Books (forthcoming):

After "Rwanda" 
(2012). This book focuses on the way both Rwandan and French contemporary philosophy understand peace today.

The Curatorial (2013). This edited book is an anthology of texts that explore the way knowledge forms itself in the contemporary art space.

Books:

On Futurity, Malabou, Nancy, and Derrida, Palgrave MacMillan, 2007

Swelling Grounds, Rear Window, 1995

Selected articles:

“Bearers and Proper Names,” in The Renaming Machine, Parasite Publications, 2009

‘Switzerland: On Joanna Hodge’s Derrida on Time’ in Radical Philosophy, Routledge, 2008.

‘33, 34, 35… The Life of The Limits,’ in Josef Steiff & Tristan Tamplin (eds), Battlestar Galactica and Philosophy, Open Court, 2008.

“Museum, Plasticity, Temporality,’ in Journal of Museum Management and Curatorship, 2006, pp. 157-67.

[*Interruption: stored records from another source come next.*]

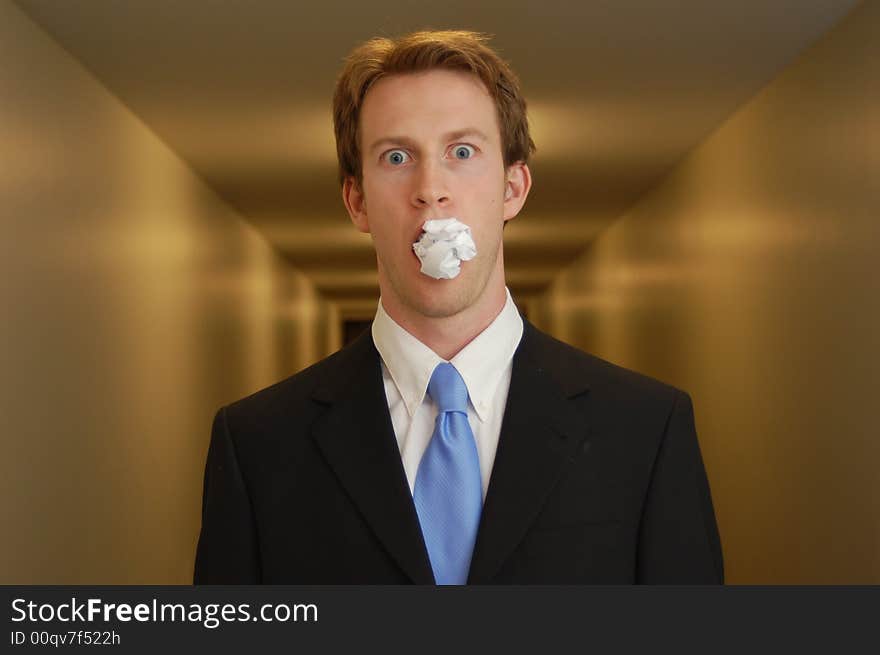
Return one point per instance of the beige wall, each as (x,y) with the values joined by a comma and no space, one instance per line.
(748,277)
(135,302)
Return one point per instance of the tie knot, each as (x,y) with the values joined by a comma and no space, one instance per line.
(448,389)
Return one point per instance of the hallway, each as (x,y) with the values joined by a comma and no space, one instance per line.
(705,211)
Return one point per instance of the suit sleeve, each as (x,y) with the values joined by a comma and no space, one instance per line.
(227,552)
(678,536)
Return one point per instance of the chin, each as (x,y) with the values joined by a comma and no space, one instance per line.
(442,298)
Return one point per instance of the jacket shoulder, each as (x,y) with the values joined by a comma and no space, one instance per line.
(575,370)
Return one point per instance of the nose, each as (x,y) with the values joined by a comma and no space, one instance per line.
(430,186)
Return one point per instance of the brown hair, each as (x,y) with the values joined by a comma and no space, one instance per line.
(423,51)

‘Strategies of (In)visibility’, in EIPCP Web Journal, 2005, pp. 1-6.

‘Grafts, Repetitions & Polymorphous Bodies” in Daniel Buren 3°W, The Wordsworth Trust, 2005, pp. 29-44.

‘Museum and Restlessness’ in Hugh Genoways (ed), Museum Philosophy for the 21st Century, Alta Mira Press, 2005, pp. 59-69.

‘Changing an Opinion,’ in Jean-Paul Martinon and Kirsty Ogg (eds), To Change an Opinion: Art and the 'New' World Disorder, The Showroom and Cornerhouse, 2004, pp. 26-9.